One possibility is that these objects grew out of regions in the nebula where the density of material was insufficient to make fully fledged stars.
Another possibility is that they were made around stars and were then kicked out into interstellar space through various interactions.
“The ejection hypothesis is the favoured one at the moment,” said Prof Mark McCaughrean.
“Gas physics suggests you shouldn’t be able to make objects with the mass of Jupiter on their own, and we know single planets can get kicked out from star systems. But how do you kick out pairs of these things together? Right now, we don’t have an answer. It’s one for the theoreticians,” the European Space Agency’s (Esa) senior science adviser said.
Prof McCaughrean led the team that produced the new Orion survey.
Using JWST’s remarkable resolution and infrared sensitivity, the astronomers have added substantially to the information already mined by older telescopes, including Webb’s direct predecessor, the Hubble Space Telescope.
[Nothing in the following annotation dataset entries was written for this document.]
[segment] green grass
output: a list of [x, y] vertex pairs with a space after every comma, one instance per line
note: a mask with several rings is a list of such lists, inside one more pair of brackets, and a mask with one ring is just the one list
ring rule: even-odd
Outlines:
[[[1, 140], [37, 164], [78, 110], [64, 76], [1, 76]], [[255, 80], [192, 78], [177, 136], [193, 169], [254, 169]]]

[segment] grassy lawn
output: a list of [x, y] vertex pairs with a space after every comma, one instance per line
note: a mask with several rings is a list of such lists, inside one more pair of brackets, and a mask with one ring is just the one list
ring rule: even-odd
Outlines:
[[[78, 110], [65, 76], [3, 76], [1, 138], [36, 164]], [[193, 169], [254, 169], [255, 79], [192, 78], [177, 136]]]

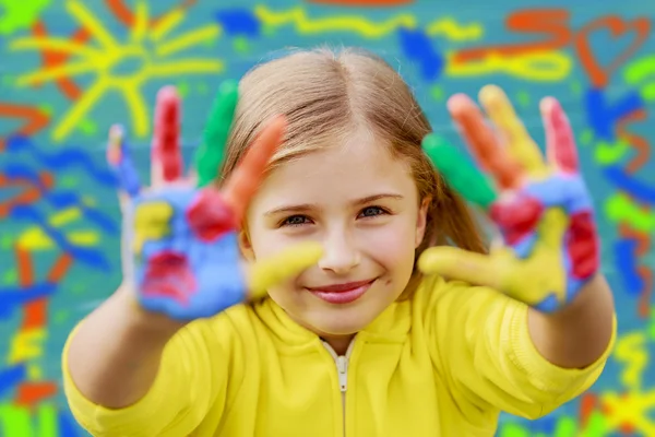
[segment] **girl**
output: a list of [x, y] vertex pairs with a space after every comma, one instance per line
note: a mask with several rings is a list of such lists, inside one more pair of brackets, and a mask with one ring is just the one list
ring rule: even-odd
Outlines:
[[[158, 96], [150, 190], [114, 133], [134, 215], [126, 280], [63, 352], [88, 432], [492, 436], [500, 411], [539, 417], [597, 379], [614, 304], [555, 99], [541, 105], [548, 163], [499, 88], [480, 93], [499, 135], [467, 97], [449, 101], [492, 186], [437, 143], [374, 56], [295, 52], [238, 92], [234, 121], [229, 86], [211, 117], [203, 188], [179, 178], [172, 90]], [[223, 156], [218, 192], [206, 185]], [[490, 255], [453, 188], [498, 224]]]

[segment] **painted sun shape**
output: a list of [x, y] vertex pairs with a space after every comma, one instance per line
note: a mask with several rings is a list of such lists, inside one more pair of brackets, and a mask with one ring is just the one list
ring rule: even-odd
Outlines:
[[[119, 43], [103, 23], [79, 0], [67, 1], [68, 12], [96, 39], [99, 47], [84, 46], [66, 38], [19, 38], [11, 43], [12, 50], [51, 50], [71, 55], [72, 61], [60, 67], [39, 69], [19, 78], [25, 86], [51, 82], [60, 78], [95, 74], [95, 80], [52, 130], [52, 139], [66, 139], [78, 123], [108, 92], [122, 95], [131, 113], [134, 133], [150, 133], [148, 110], [141, 93], [147, 82], [179, 74], [215, 73], [223, 70], [223, 62], [203, 58], [171, 58], [182, 50], [215, 39], [221, 33], [216, 24], [210, 24], [166, 39], [184, 19], [184, 10], [174, 9], [151, 24], [147, 4], [139, 1], [134, 25], [129, 40]], [[138, 64], [129, 72], [121, 67]]]

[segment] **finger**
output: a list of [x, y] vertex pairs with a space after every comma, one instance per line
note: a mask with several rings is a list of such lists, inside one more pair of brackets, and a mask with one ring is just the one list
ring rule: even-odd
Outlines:
[[425, 274], [439, 274], [450, 280], [502, 290], [503, 272], [493, 258], [456, 247], [439, 246], [425, 250], [418, 259]]
[[501, 189], [519, 186], [521, 167], [499, 146], [496, 135], [485, 122], [478, 107], [464, 94], [448, 101], [453, 120], [462, 129], [462, 135], [479, 165], [489, 172]]
[[210, 184], [218, 175], [238, 98], [239, 84], [237, 82], [224, 82], [218, 88], [205, 127], [203, 142], [195, 152], [194, 163], [199, 187]]
[[509, 154], [528, 174], [544, 172], [546, 164], [539, 147], [527, 133], [525, 126], [516, 116], [510, 99], [502, 90], [495, 85], [487, 85], [480, 91], [479, 99], [489, 118], [508, 141], [507, 150]]
[[152, 185], [178, 180], [182, 175], [182, 154], [179, 145], [180, 97], [175, 86], [157, 93], [152, 143]]
[[496, 191], [487, 177], [464, 153], [434, 133], [426, 135], [421, 145], [445, 181], [464, 199], [485, 209], [496, 200]]
[[577, 149], [569, 117], [555, 97], [546, 97], [539, 105], [546, 127], [546, 156], [548, 162], [564, 173], [577, 173]]
[[241, 217], [264, 177], [269, 161], [283, 141], [286, 119], [282, 116], [274, 118], [258, 135], [246, 155], [225, 181], [222, 190], [225, 202], [230, 206], [236, 223]]
[[307, 241], [291, 246], [275, 257], [258, 261], [248, 272], [249, 297], [265, 296], [269, 287], [300, 274], [319, 262], [322, 256], [323, 247], [319, 243]]
[[124, 129], [120, 125], [114, 125], [109, 128], [107, 163], [117, 177], [118, 199], [122, 208], [129, 198], [139, 194], [141, 182], [139, 181], [139, 173], [126, 144]]

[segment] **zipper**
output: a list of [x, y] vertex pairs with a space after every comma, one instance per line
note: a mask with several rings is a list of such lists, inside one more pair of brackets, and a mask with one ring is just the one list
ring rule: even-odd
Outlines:
[[348, 364], [350, 361], [350, 354], [353, 353], [353, 347], [355, 346], [355, 339], [350, 341], [348, 344], [348, 349], [346, 350], [345, 355], [337, 355], [336, 352], [332, 349], [327, 342], [322, 342], [323, 346], [330, 352], [330, 355], [334, 359], [334, 364], [336, 365], [336, 376], [338, 377], [338, 389], [342, 394], [342, 414], [343, 414], [343, 424], [344, 424], [344, 437], [346, 435], [346, 390], [348, 389]]

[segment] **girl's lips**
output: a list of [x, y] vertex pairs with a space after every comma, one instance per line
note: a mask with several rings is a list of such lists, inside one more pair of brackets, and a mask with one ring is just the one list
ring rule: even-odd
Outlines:
[[349, 304], [357, 300], [370, 288], [376, 280], [349, 282], [318, 288], [308, 288], [311, 294], [330, 304]]

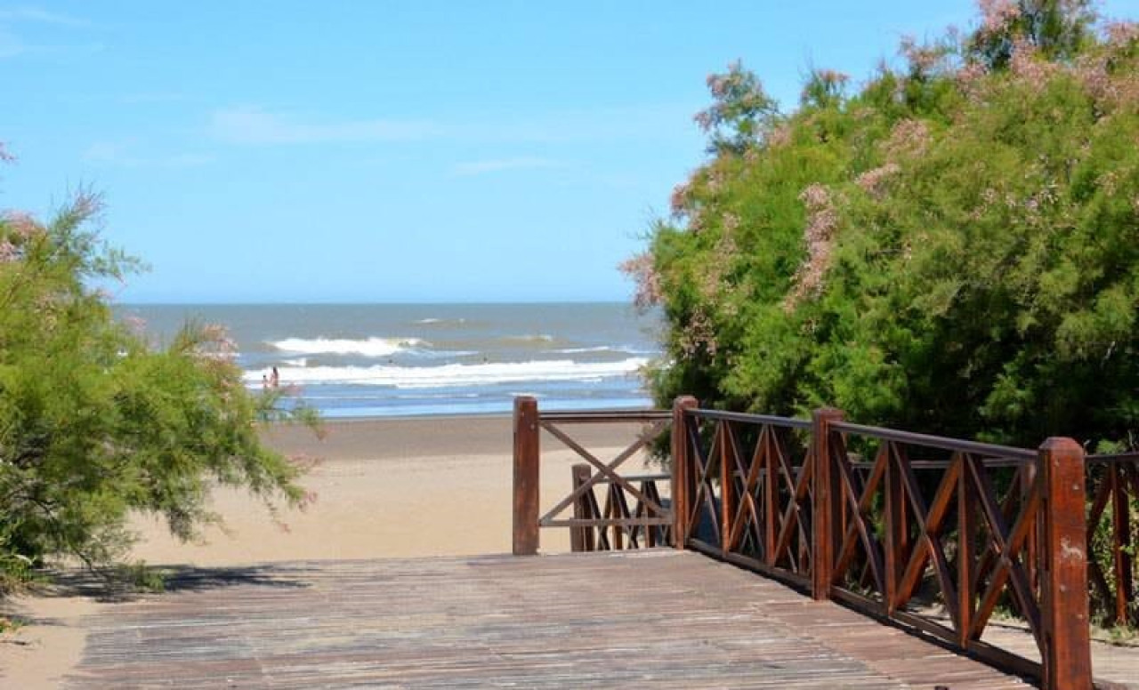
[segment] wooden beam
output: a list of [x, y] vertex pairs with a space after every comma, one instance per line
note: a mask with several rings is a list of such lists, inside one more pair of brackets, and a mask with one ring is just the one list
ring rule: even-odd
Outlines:
[[514, 399], [514, 555], [538, 553], [538, 401]]
[[841, 509], [838, 482], [834, 471], [831, 443], [841, 438], [833, 437], [830, 425], [842, 421], [841, 410], [816, 410], [811, 416], [811, 462], [814, 465], [814, 492], [812, 498], [811, 520], [811, 595], [816, 600], [830, 598], [830, 582], [835, 565], [837, 532], [835, 520]]
[[1083, 449], [1071, 438], [1040, 446], [1043, 478], [1041, 599], [1044, 688], [1091, 690]]
[[688, 507], [691, 501], [691, 468], [688, 460], [688, 433], [685, 410], [699, 406], [691, 395], [682, 395], [672, 403], [672, 545], [683, 549], [688, 541]]

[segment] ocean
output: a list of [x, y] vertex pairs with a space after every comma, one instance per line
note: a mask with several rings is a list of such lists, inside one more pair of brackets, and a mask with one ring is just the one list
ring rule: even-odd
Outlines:
[[221, 323], [245, 384], [280, 385], [326, 418], [644, 408], [639, 370], [659, 315], [626, 304], [122, 305], [159, 342], [187, 319]]

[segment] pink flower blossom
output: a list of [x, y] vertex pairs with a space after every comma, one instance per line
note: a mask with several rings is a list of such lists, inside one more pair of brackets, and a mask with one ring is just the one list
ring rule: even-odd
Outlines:
[[909, 63], [910, 69], [918, 74], [929, 74], [941, 66], [944, 51], [929, 46], [923, 46], [913, 36], [902, 36], [899, 52]]
[[708, 355], [715, 356], [716, 350], [719, 348], [715, 328], [713, 327], [707, 312], [705, 312], [702, 307], [697, 307], [693, 311], [691, 318], [689, 318], [688, 323], [680, 332], [678, 344], [680, 345], [681, 352], [687, 358], [695, 356], [702, 348]]
[[5, 214], [0, 216], [0, 220], [2, 220], [3, 224], [16, 233], [16, 237], [24, 240], [31, 239], [33, 236], [43, 231], [39, 223], [35, 222], [35, 219], [23, 211], [5, 212]]
[[661, 276], [656, 272], [652, 254], [648, 252], [638, 254], [623, 262], [618, 269], [622, 273], [631, 277], [637, 285], [637, 291], [633, 295], [633, 304], [637, 309], [648, 309], [662, 303]]
[[687, 182], [682, 182], [672, 188], [672, 196], [669, 197], [669, 206], [672, 208], [672, 215], [680, 217], [685, 214], [686, 206], [688, 205], [688, 192], [690, 187]]
[[1017, 40], [1013, 46], [1013, 58], [1009, 69], [1032, 89], [1042, 89], [1060, 67], [1056, 63], [1043, 59], [1031, 43]]
[[917, 157], [928, 148], [929, 140], [929, 125], [924, 121], [901, 120], [886, 140], [886, 154], [891, 158]]
[[866, 171], [858, 176], [855, 183], [874, 198], [882, 198], [886, 180], [898, 174], [901, 167], [896, 163], [886, 163], [879, 167]]
[[834, 235], [838, 227], [830, 192], [822, 184], [811, 184], [800, 195], [806, 206], [806, 227], [803, 239], [806, 243], [806, 260], [795, 272], [793, 287], [784, 301], [784, 309], [790, 311], [804, 297], [822, 289], [822, 278], [830, 264]]
[[980, 0], [981, 28], [985, 33], [1003, 31], [1021, 16], [1021, 6], [1015, 0]]
[[790, 125], [780, 124], [768, 132], [768, 146], [785, 146], [790, 143]]
[[0, 239], [0, 263], [13, 263], [19, 258], [19, 250], [16, 245], [6, 239]]

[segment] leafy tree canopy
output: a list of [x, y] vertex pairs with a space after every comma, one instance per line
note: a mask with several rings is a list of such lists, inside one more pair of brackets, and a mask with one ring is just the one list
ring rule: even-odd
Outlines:
[[312, 414], [246, 391], [222, 328], [188, 325], [159, 348], [116, 320], [90, 286], [138, 264], [90, 230], [99, 211], [80, 194], [48, 223], [0, 214], [0, 575], [55, 555], [110, 562], [131, 511], [190, 539], [216, 517], [215, 484], [271, 507], [308, 498], [257, 426]]
[[858, 89], [779, 113], [738, 65], [712, 156], [625, 265], [666, 319], [658, 402], [1035, 445], [1139, 428], [1139, 30], [985, 0]]

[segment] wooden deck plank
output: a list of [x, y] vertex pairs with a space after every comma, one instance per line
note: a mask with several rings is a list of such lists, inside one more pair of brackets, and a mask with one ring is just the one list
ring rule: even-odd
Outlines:
[[1027, 688], [691, 552], [191, 572], [90, 622], [67, 688]]

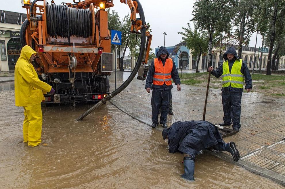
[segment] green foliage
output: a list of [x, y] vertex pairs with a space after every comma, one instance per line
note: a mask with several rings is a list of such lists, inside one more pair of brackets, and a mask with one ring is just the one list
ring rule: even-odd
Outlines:
[[270, 87], [268, 87], [267, 86], [261, 86], [259, 87], [260, 89], [270, 89]]
[[214, 34], [223, 32], [236, 12], [236, 0], [196, 0], [193, 7], [193, 21], [196, 28], [208, 31], [208, 64], [212, 63]]
[[213, 34], [221, 32], [231, 21], [237, 7], [235, 0], [196, 0], [193, 19], [196, 28]]
[[182, 28], [184, 32], [178, 32], [182, 35], [182, 40], [186, 43], [185, 46], [191, 50], [191, 54], [195, 57], [207, 52], [208, 38], [207, 33], [204, 31], [199, 32], [197, 29], [193, 31], [190, 24], [187, 23], [188, 28]]
[[267, 75], [263, 74], [254, 74], [251, 76], [251, 77], [253, 80], [264, 80], [265, 81], [281, 80], [285, 81], [285, 77], [283, 75]]
[[111, 12], [110, 9], [107, 9], [106, 11], [108, 14], [108, 29], [110, 30], [120, 30], [121, 22], [118, 13], [113, 10]]

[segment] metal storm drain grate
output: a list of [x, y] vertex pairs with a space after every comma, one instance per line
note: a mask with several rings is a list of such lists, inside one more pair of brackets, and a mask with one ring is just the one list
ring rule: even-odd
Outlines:
[[223, 137], [228, 137], [231, 135], [234, 135], [238, 132], [236, 130], [234, 130], [221, 125], [216, 125], [215, 126], [218, 129], [219, 132], [220, 132], [221, 135]]

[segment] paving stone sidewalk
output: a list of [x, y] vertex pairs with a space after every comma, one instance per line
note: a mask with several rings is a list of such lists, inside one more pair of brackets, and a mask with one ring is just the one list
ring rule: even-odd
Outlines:
[[0, 77], [0, 83], [12, 81], [14, 81], [14, 76]]
[[[127, 78], [125, 75], [120, 77]], [[117, 87], [122, 82], [117, 81]], [[133, 118], [150, 125], [152, 92], [146, 92], [145, 84], [145, 81], [134, 79], [111, 101]], [[112, 83], [110, 86], [111, 89], [114, 87]], [[206, 88], [185, 85], [181, 87], [180, 91], [176, 86], [172, 89], [173, 115], [168, 116], [169, 126], [178, 121], [202, 118]], [[210, 89], [209, 92], [206, 119], [217, 124], [223, 122], [223, 116], [221, 90]], [[244, 93], [241, 129], [239, 133], [225, 139], [237, 145], [240, 154], [239, 165], [285, 185], [284, 123], [285, 97]], [[163, 129], [160, 125], [157, 128]], [[218, 153], [222, 158], [231, 158], [225, 153]]]

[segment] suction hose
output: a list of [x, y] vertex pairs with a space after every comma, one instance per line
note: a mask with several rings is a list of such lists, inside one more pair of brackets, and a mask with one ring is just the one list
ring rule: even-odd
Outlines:
[[30, 22], [27, 19], [25, 20], [21, 27], [21, 30], [20, 30], [20, 41], [22, 47], [27, 44], [27, 42], [26, 41], [26, 31], [29, 24]]
[[[146, 23], [145, 18], [144, 17], [144, 10], [143, 9], [142, 7], [141, 7], [141, 5], [139, 1], [139, 0], [135, 0], [133, 1], [136, 1], [137, 2], [137, 7], [139, 11], [139, 16], [142, 21], [142, 24], [144, 25], [146, 24]], [[91, 113], [94, 110], [100, 107], [101, 105], [103, 104], [108, 100], [110, 100], [112, 98], [114, 98], [115, 96], [120, 93], [127, 86], [129, 85], [131, 82], [135, 77], [137, 73], [137, 71], [140, 66], [142, 62], [143, 59], [144, 57], [144, 52], [145, 50], [146, 47], [146, 31], [145, 28], [143, 28], [141, 30], [141, 36], [140, 44], [140, 50], [139, 50], [139, 57], [137, 59], [137, 61], [135, 66], [129, 78], [126, 80], [123, 84], [121, 85], [120, 87], [117, 89], [116, 90], [112, 92], [110, 94], [107, 95], [105, 98], [102, 99], [101, 101], [97, 103], [97, 104], [93, 106], [87, 111], [84, 113], [76, 120], [76, 121], [79, 121], [81, 120], [85, 117], [86, 117], [90, 113]]]

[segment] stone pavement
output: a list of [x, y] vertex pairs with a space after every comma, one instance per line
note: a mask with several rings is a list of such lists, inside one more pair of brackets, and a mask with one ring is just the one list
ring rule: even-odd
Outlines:
[[[129, 74], [119, 74], [117, 87]], [[111, 91], [114, 89], [113, 75], [110, 78]], [[150, 125], [152, 92], [146, 92], [145, 81], [136, 78], [111, 102], [133, 118]], [[206, 88], [185, 85], [181, 87], [180, 91], [176, 86], [172, 89], [174, 113], [167, 117], [169, 126], [178, 121], [202, 118]], [[221, 90], [210, 89], [209, 92], [206, 120], [218, 124], [223, 122], [223, 116]], [[242, 104], [240, 131], [225, 139], [226, 142], [236, 143], [240, 161], [234, 162], [231, 156], [222, 152], [214, 155], [285, 186], [285, 97], [244, 93]], [[163, 128], [160, 124], [157, 128]]]
[[14, 76], [3, 76], [0, 77], [0, 83], [8, 82], [14, 81]]

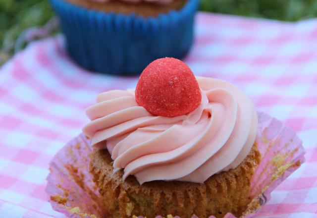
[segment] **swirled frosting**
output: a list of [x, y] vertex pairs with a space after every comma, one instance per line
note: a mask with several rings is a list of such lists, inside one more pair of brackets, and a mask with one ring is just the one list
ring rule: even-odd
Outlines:
[[138, 105], [133, 90], [98, 95], [83, 129], [92, 145], [107, 148], [123, 178], [203, 183], [237, 166], [254, 143], [258, 118], [251, 100], [224, 81], [197, 77], [199, 107], [186, 115], [154, 116]]
[[[91, 0], [94, 1], [98, 1], [100, 2], [106, 2], [111, 0]], [[159, 4], [168, 4], [168, 3], [171, 2], [173, 0], [121, 0], [125, 1], [128, 1], [132, 3], [138, 3], [140, 1], [146, 1], [148, 2], [156, 2]]]

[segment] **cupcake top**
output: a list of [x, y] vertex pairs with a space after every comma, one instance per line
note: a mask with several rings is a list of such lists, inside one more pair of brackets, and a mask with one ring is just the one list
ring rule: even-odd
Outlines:
[[179, 11], [189, 1], [198, 0], [66, 0], [85, 8], [106, 13], [156, 18], [170, 11]]
[[[110, 0], [90, 0], [93, 1], [97, 1], [99, 2], [105, 3], [107, 2]], [[131, 3], [138, 3], [141, 1], [146, 1], [148, 2], [156, 2], [159, 4], [168, 4], [171, 2], [173, 0], [121, 0], [125, 1], [127, 1]]]
[[[197, 79], [197, 80], [196, 80]], [[152, 87], [150, 88], [150, 87]], [[235, 168], [255, 140], [251, 100], [225, 81], [193, 75], [179, 60], [159, 59], [135, 90], [113, 90], [87, 109], [83, 129], [96, 149], [107, 149], [123, 178], [203, 183]]]

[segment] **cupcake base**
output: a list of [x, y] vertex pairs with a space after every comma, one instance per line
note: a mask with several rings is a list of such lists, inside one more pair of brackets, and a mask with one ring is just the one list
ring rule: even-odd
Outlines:
[[236, 168], [211, 176], [204, 184], [154, 181], [140, 185], [122, 170], [113, 173], [112, 160], [106, 150], [93, 153], [90, 173], [101, 195], [105, 216], [155, 217], [168, 215], [182, 218], [193, 215], [222, 218], [231, 212], [242, 215], [250, 202], [250, 185], [261, 155], [256, 144]]
[[[256, 141], [261, 160], [251, 179], [252, 199], [243, 212], [244, 218], [254, 217], [270, 199], [271, 192], [305, 161], [302, 142], [293, 130], [264, 113], [258, 113], [258, 117]], [[105, 198], [89, 172], [93, 154], [90, 144], [90, 140], [81, 134], [65, 145], [50, 164], [46, 191], [53, 209], [66, 217], [105, 217]], [[236, 218], [230, 213], [226, 216]]]
[[88, 70], [117, 75], [140, 74], [156, 59], [186, 55], [199, 2], [188, 0], [178, 10], [145, 17], [97, 10], [65, 0], [50, 1], [72, 59]]

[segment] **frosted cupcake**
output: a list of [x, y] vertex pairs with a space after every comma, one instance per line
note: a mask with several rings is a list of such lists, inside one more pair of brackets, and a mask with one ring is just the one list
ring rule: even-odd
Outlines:
[[240, 216], [250, 202], [258, 117], [233, 85], [159, 59], [135, 90], [102, 93], [86, 112], [104, 216]]
[[79, 65], [140, 74], [155, 59], [180, 58], [193, 40], [199, 0], [50, 0], [67, 51]]

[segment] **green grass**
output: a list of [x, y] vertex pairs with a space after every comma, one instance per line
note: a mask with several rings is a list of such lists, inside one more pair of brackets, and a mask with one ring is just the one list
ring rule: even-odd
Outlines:
[[[201, 0], [205, 11], [288, 21], [317, 16], [316, 0]], [[48, 0], [0, 0], [0, 65], [13, 54], [14, 43], [24, 30], [53, 16]]]

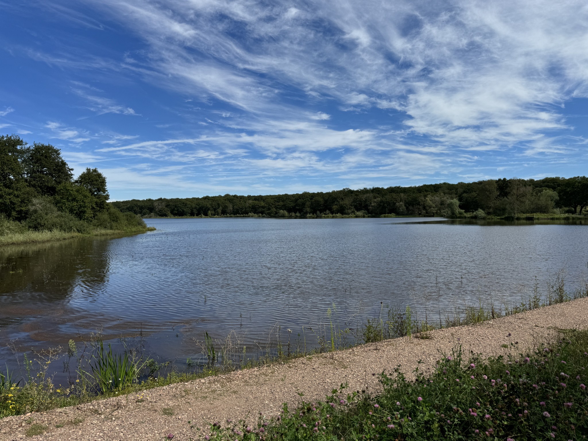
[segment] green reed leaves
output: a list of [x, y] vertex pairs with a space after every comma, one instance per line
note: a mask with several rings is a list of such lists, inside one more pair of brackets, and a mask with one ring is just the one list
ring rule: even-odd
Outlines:
[[145, 361], [133, 360], [127, 351], [113, 353], [109, 345], [106, 350], [102, 340], [98, 340], [97, 343], [97, 350], [92, 355], [90, 366], [92, 377], [103, 393], [121, 390], [137, 380]]

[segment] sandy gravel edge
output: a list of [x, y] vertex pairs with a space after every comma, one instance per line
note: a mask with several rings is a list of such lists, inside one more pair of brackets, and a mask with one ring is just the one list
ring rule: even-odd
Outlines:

The Orion Nebula, also known by its sky catalogue name of M42, is the nearest, large star-forming region to Earth.
Along with the quartet of bright suns at its centre called the Trapezium, this region of space is visible to the naked eye as a smudge on the sky.
If you don’t know it, it can be found low down in the constellation of Orion, which is named after a mythical Greek hunter. The nebula forms part of the hunter’s “sword”, hanging from his “belt”.
The new JWST image is actually a mosaic of 700 views acquired by Webb’s NIRCam instrument over a week of observations.
To give a sense of scale, it would take a spaceship travelling at light speed a little over four years to traverse the entire scene. The nebula itself is about 1,400 light-years from Earth.
Tucked away in this vista are thousands of young stars, spanning a range of masses from 40 down to less than 0.1 times the mass of our Sun.
Many of these stars are surrounded by dense discs of gas and dust which may be forming planets, although in some cases, these discs are being destroyed by the intense ultraviolet radiation and strong winds from the most massive stars in the region, in particular from the Trapezium.
The slider tool on this page shows the same nebula scene at shorter and at longer wavelengths. Using different filters in this way emphasises items of interest.
Look at the longer wavelength version to examine the sculpted green clouds of gas that contain polycyclic aromatic hydrocarbons. PAHs are ubiquitous compounds in space produced by stars.
Look also at the many-fingered red feature that dominates the background.
Known as the Orion Molecular Cloud 1 outflow, this is a mass of molecular hydrogen that has been shocked by the the immense energy streaming away from the site of a cataclysmic collision of two giant stars. The speed of the outflow at more than 100km/s indicates the star merger occurred just a few hundred years previously.
Notice the fingertips are tinged with green – a marker for gaseous iron.
There is so much to peruse and probe in the full-sized survey image which is 21,000 by 14,500 pixels. But it is the JuMBOs that have caught the immediate attention of astronomers.
“My reactions ranged from: ‘Whaaat?!?’ to ‘Are you sure?” to ‘That’s just so weird!’ to ‘How could binaries be ejected together?'” recalled Dr Heidi Hammel who was not on the survey team.
She said there were no models of planetary system formation that predicted the ejection of binary pairs of planets.
“But… maybe all star formation regions host these double-Jupiters (and maybe even double-Neptunes and double Earths!), and we just haven’t had a telescope powerful enough to see them before,” the multidisciplinary scientist on JWST told BBC News.
Esa will be posting the full image of M42 on its EsaSky portal which allows anyone to explore publicly available astronomical data. Initial papers describing the survey and the JuMBO discovery will be posted on the arXiv pre-print server on Tuesday.